The implied nude. Demure and forever discrete, the implied nude is society’s answer to the tasteful nude or what I like to think of as the “hidden nipple dichotomy.”
I could practically hear your eyebrows raise just now. Did he say “nipple”? Everybody knows that we don’t talk about those. I find that ironic, considering everybody’s got them – men, women, children, and most mammals that roam this big beautiful world. Regardless, society (ours anyway) has deemed the nipple taboo in public, unless you’re a dude, a baby or a farm animal. Or… if you’re a government art project or church. There’s your irony.
Nudity is a problem for Americans. It disrupts our social exchange.
— Eric Fischl
LUXE featuring Liz Ashley, 36″ x 48″, acrylic on canvas.
It’s ironic because nipples in and of themselves are harmless and beautiful body parts. And like other body parts, they serve a function… a beautiful nurturing relationship between mother and child and man and woman. Regardless, some might even go as far as suggesting nipples remain forever hidden from public view in both reality and art. But that doesn’t make them taboo – not to me anyway. I am, however, not the governing rule. After all, nipple dichotomy isn’t new and it’s probably not going to change anytime soon. So, in the interim, society yields to G/PG versions referred to as “The Implied Nude” or “Demure Nude”.
Demure or nude? PREMIER, pearl acrylic on canvas, 48″ x 36″.
Implied = the viewer is not sure the model is nude, but it is implied.
Demure = the model is nude but parts are covered i.e. the subject is being demure.
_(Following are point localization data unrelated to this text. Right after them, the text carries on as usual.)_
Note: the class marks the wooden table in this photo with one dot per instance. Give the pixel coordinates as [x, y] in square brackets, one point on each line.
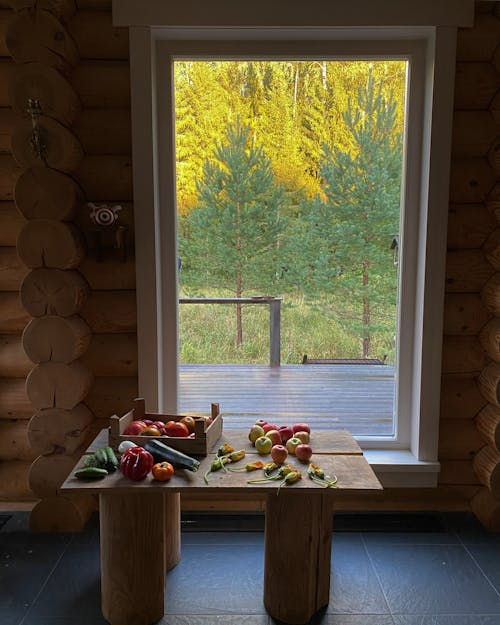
[140, 529]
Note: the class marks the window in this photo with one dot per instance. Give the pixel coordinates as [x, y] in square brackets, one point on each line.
[410, 457]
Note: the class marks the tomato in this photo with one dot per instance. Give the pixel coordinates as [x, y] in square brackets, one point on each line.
[162, 471]
[151, 430]
[188, 422]
[134, 428]
[175, 428]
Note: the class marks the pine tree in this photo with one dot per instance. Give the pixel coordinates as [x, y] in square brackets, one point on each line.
[231, 237]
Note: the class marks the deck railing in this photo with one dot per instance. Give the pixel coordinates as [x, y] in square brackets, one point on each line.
[274, 304]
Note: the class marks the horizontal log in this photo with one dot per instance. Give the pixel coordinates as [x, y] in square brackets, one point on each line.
[39, 37]
[14, 442]
[109, 311]
[44, 193]
[489, 383]
[14, 402]
[478, 43]
[462, 354]
[467, 271]
[50, 243]
[487, 509]
[473, 133]
[108, 275]
[457, 472]
[469, 225]
[54, 292]
[13, 317]
[488, 424]
[57, 385]
[48, 472]
[13, 361]
[10, 173]
[489, 337]
[56, 339]
[471, 180]
[14, 484]
[104, 131]
[62, 514]
[11, 223]
[59, 431]
[106, 178]
[475, 86]
[101, 84]
[57, 98]
[487, 467]
[96, 37]
[112, 355]
[459, 439]
[464, 314]
[109, 396]
[460, 396]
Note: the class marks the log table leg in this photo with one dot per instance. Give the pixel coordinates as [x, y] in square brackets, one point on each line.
[133, 535]
[298, 540]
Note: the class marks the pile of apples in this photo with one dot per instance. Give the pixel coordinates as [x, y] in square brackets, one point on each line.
[281, 440]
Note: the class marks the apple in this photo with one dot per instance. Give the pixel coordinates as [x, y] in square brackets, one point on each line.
[134, 428]
[305, 437]
[286, 433]
[263, 445]
[279, 453]
[303, 452]
[256, 432]
[275, 436]
[269, 426]
[301, 427]
[292, 444]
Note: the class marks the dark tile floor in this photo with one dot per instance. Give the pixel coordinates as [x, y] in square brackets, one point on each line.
[449, 576]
Sometimes less is more. In my ongoing research, it appears that there is a wide variation of the definition of “Implied Nude”. It’s mostly agreed that it means the model is nude but no “private” parts are visible in the photographic image or artwork. So, we’re actually talking about more than nipples here – we’re talking “private parts”, which is often defined differently from one viewer to the next. Either way, the point of an “implied nude” is to show a nude or imply nudity, without showing private parts or nipples (which to some are private parts). For me, that introduces a different element because in many ways implied nudes are actually sexier than full-on nudes. Implied nudes offer a titillating quality that sometimes gets lost in a more straight-forward art nude. Personally, I love a beautifully created implied or demure image as much as a nude. Implied nudes often call the imagination into play and that can be fun.
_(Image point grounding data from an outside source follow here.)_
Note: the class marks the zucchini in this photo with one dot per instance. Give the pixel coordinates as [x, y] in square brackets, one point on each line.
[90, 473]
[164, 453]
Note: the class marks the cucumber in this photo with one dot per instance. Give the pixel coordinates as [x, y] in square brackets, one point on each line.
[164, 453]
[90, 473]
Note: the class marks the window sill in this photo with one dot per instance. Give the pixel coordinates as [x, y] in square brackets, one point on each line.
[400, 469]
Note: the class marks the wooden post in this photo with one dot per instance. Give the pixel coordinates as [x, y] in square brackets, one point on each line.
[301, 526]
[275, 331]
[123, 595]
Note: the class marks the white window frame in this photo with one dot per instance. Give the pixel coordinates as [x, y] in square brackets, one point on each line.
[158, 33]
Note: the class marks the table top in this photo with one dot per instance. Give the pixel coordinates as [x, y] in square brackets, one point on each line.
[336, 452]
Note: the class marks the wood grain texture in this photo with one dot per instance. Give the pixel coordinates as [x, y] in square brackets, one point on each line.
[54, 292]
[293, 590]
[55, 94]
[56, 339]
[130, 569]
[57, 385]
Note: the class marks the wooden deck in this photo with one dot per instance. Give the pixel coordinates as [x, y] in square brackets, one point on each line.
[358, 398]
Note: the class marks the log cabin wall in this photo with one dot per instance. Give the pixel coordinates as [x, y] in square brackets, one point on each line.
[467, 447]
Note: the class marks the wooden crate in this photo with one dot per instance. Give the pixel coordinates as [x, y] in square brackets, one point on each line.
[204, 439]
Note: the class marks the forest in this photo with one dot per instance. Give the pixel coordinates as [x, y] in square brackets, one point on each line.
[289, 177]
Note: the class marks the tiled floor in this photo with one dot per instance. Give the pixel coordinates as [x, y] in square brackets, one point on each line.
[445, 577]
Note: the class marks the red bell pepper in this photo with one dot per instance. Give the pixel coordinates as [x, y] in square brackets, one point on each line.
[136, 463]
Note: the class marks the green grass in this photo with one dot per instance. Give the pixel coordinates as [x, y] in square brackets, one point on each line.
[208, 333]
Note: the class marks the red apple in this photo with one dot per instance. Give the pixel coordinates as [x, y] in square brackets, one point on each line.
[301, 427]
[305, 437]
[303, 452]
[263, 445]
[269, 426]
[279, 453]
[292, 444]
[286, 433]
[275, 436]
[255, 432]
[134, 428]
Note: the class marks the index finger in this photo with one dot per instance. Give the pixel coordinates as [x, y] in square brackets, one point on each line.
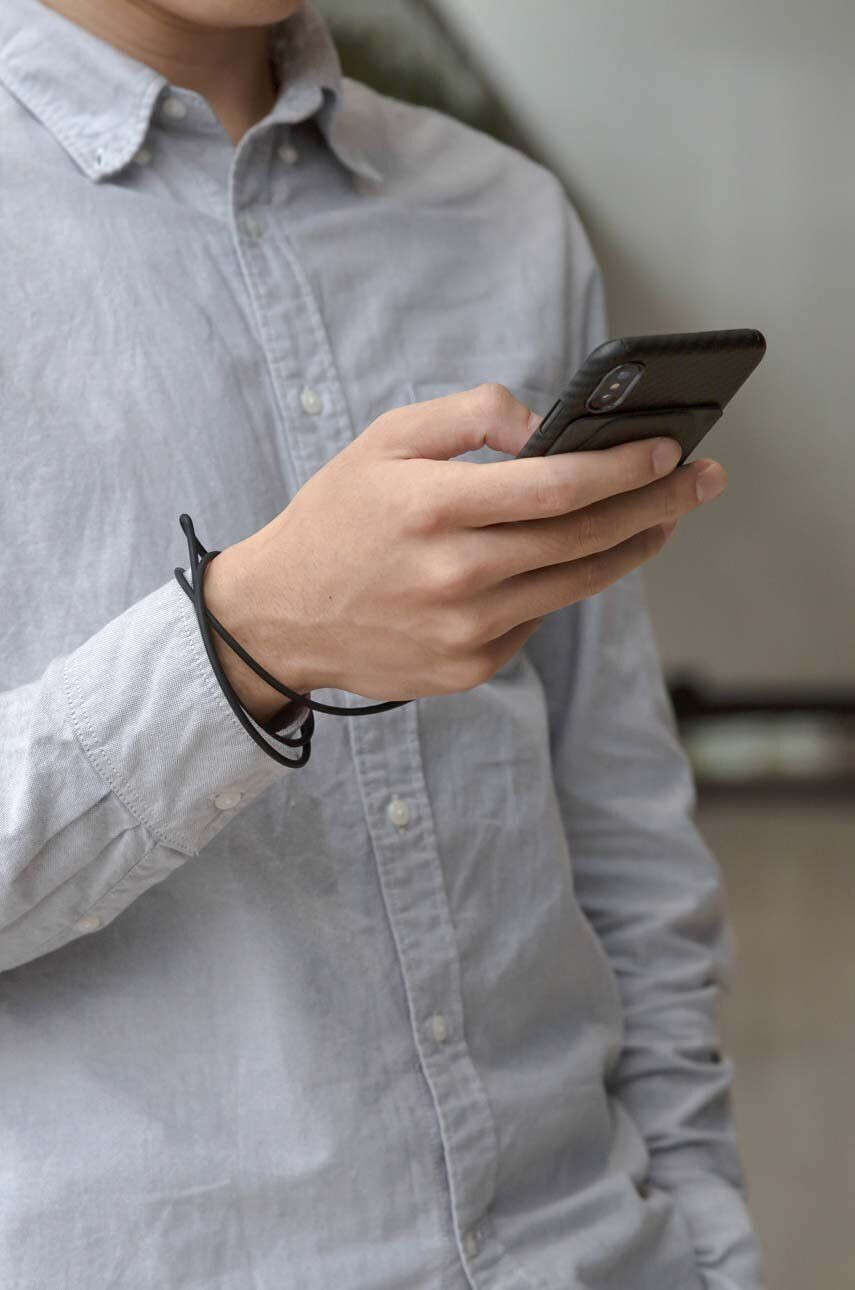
[537, 488]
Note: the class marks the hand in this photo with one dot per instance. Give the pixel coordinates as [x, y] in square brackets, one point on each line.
[396, 573]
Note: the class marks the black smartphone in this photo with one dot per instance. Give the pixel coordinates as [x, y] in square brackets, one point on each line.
[646, 386]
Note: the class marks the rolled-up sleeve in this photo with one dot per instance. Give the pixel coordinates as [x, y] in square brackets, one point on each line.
[117, 764]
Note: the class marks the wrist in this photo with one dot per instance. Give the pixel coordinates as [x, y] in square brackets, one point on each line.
[235, 599]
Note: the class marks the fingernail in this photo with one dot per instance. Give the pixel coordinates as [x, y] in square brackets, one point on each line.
[666, 456]
[711, 481]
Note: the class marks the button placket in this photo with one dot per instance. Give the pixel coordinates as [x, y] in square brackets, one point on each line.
[417, 906]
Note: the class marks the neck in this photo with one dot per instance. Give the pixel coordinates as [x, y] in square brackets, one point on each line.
[228, 66]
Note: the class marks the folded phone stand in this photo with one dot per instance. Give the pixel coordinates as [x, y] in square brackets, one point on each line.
[686, 425]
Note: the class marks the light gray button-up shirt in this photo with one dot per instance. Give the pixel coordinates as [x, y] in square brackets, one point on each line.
[436, 1010]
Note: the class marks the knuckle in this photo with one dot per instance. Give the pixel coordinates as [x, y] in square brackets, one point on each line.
[454, 631]
[421, 514]
[591, 577]
[472, 671]
[453, 575]
[551, 498]
[493, 400]
[672, 505]
[651, 542]
[589, 530]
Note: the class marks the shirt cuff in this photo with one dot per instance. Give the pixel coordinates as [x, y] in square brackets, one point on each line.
[150, 715]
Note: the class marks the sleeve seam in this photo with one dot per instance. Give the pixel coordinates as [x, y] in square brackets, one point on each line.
[99, 760]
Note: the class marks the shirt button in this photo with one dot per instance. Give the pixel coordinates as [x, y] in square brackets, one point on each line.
[173, 109]
[227, 799]
[440, 1027]
[311, 400]
[252, 225]
[397, 813]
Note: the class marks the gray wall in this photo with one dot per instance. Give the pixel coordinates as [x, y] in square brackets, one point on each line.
[708, 146]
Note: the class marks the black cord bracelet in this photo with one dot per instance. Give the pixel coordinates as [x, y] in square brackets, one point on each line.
[199, 560]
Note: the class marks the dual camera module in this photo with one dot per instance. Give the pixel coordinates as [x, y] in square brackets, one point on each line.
[615, 386]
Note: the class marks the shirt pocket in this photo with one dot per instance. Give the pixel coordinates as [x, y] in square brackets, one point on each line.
[537, 397]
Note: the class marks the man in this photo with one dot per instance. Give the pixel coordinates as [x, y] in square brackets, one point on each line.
[437, 1009]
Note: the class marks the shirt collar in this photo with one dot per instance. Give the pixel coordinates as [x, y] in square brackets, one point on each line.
[97, 102]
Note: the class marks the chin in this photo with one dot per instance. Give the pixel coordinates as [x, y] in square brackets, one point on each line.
[231, 13]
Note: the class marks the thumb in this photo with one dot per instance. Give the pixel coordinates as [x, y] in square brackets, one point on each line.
[445, 427]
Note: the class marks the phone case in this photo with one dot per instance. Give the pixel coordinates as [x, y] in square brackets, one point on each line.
[689, 379]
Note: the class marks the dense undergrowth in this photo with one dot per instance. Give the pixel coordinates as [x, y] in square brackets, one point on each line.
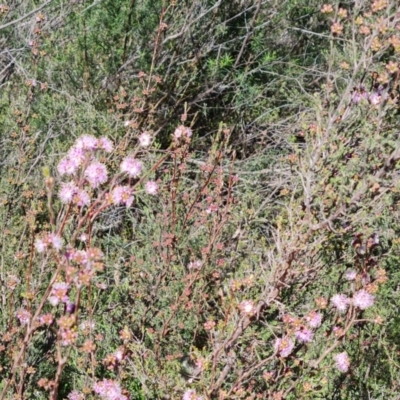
[199, 199]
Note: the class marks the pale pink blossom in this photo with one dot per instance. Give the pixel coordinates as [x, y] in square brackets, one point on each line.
[24, 316]
[55, 240]
[131, 166]
[363, 300]
[122, 194]
[86, 142]
[314, 319]
[81, 198]
[75, 395]
[46, 319]
[67, 166]
[340, 302]
[144, 139]
[105, 144]
[68, 337]
[96, 174]
[108, 389]
[182, 131]
[342, 362]
[191, 394]
[195, 264]
[119, 354]
[152, 188]
[247, 307]
[350, 274]
[59, 293]
[67, 192]
[284, 346]
[304, 335]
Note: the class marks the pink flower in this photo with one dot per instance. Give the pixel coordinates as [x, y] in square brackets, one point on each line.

Naked is a human commodity. Nudity is God’s art.
— David Allio
SOLSTICE featuring Leona. 24″ x 72″, acrylic on canvas.
Sometimes you see the term “demure nude”, which is often confused with “implied nude”, because really, they are similar. “Demure nude” is a beautiful term that means the model is nude but nothing is showing, whereas “implied nude” often gives the appearance and context of being nude, when they may not actually be, like posing a model under a sheet or partly hiding her figure with props or foliage, which sometimes introduces a voyeuristic perspective. In a true implied nude the model could be wearing a bikini and you’d never know it. Nudity is implied by the pose and setting.
Playboy Model Heather Carolyn from our 2007 photo session
and later featured in my metal painting Siren.
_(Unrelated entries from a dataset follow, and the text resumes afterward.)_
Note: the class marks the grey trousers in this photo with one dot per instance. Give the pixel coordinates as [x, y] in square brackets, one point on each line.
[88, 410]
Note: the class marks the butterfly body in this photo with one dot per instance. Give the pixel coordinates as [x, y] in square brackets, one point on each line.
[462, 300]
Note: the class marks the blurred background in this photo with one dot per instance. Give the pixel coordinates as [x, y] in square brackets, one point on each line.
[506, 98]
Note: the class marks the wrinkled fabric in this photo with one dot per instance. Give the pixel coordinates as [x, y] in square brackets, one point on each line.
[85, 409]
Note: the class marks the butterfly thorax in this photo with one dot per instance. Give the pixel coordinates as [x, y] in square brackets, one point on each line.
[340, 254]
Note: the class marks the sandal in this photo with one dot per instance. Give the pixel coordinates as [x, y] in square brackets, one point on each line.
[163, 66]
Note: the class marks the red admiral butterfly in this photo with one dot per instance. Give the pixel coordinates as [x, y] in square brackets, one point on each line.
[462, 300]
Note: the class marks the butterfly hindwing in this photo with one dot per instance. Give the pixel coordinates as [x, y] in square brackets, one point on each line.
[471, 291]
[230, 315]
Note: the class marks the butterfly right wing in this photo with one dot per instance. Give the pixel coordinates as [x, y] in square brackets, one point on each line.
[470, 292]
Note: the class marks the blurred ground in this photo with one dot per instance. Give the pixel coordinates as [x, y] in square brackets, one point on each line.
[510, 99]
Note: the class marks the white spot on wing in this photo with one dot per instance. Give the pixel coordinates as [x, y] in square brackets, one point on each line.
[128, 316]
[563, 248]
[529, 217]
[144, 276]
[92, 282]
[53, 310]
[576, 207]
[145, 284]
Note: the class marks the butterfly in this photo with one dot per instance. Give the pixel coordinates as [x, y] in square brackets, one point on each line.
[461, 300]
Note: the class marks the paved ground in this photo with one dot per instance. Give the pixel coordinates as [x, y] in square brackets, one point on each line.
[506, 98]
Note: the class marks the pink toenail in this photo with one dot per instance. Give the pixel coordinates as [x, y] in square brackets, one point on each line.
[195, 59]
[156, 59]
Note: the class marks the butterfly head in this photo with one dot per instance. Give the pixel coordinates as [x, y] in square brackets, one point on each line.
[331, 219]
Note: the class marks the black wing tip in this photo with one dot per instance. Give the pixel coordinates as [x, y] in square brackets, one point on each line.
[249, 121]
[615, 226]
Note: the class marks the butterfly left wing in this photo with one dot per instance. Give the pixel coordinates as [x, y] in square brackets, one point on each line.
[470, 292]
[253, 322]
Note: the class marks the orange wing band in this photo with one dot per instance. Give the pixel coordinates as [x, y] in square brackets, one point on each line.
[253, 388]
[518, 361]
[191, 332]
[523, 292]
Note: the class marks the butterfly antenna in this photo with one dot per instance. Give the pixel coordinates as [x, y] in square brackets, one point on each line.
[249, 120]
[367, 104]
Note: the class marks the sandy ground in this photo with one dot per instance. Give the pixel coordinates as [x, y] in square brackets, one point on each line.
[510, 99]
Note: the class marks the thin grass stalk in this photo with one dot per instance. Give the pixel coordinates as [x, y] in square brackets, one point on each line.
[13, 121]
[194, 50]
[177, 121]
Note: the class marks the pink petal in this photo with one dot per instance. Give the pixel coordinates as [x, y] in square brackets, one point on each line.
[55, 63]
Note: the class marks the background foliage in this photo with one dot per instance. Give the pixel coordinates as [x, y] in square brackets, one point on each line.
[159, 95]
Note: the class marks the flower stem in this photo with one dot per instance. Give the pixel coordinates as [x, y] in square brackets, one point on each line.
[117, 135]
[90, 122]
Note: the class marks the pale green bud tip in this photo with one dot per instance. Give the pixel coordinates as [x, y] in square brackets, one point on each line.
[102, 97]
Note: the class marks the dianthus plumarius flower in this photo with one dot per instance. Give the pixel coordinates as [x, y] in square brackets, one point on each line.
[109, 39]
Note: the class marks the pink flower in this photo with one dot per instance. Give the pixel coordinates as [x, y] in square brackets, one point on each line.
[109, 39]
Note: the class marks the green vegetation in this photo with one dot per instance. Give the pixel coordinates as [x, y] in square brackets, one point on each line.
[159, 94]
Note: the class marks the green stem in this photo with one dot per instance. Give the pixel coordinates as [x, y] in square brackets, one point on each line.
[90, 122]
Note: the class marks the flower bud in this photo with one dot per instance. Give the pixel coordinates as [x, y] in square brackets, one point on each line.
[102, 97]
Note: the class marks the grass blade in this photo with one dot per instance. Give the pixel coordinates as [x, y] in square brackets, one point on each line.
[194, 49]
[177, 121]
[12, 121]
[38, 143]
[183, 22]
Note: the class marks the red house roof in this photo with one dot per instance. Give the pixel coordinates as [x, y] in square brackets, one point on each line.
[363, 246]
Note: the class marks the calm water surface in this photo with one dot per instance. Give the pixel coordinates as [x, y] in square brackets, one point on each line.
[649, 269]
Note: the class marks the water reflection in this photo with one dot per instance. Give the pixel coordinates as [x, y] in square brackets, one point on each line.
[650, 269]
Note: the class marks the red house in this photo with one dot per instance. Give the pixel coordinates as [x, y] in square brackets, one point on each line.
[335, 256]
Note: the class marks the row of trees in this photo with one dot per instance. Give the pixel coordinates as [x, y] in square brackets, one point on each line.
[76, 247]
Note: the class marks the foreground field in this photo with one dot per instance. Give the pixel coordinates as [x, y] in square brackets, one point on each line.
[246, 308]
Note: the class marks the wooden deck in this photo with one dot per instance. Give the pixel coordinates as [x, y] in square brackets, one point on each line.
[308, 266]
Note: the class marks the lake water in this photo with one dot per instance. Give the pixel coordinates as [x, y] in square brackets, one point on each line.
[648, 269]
The implied nude implies that the model is nude but because of the pose, camera angle, crop, lighting, etc., you can’t conclusively determine from the photo that the model doesn’t have some strips of cloth somewhere. Let your imagination run amuck. We see this all the time. All you have to do is visit the magazine rack at any grocery store or drive by your favorite billboards (in Vegas anyway).
I’ve worked with model Stephanie on a few occasions and she was featured in my painting Mirage.
In the end, I have to wonder if it really matters. Nude, implied nude, demure… these have all been discussed and debated for many millennia. I never understood all the confusion. These terms have been around for a very long time. I honestly don’t put a lot of consideration into the debate regarding my art when creating a new painting. I personally find beauty in the human body, especially the female body – implied, demure, and full-on nude figurative artworks. It’s all beautiful. And that’s what art should be about — beauty. Far too much time is wasted (I believe) in debating such matters, rather than enjoying art for what it is — a celebration of beauty.
Every artist undresses his subject, whether human or still life. It is his business to find essences in surfaces, and what more attractive and challenging surface than the skin around a soul?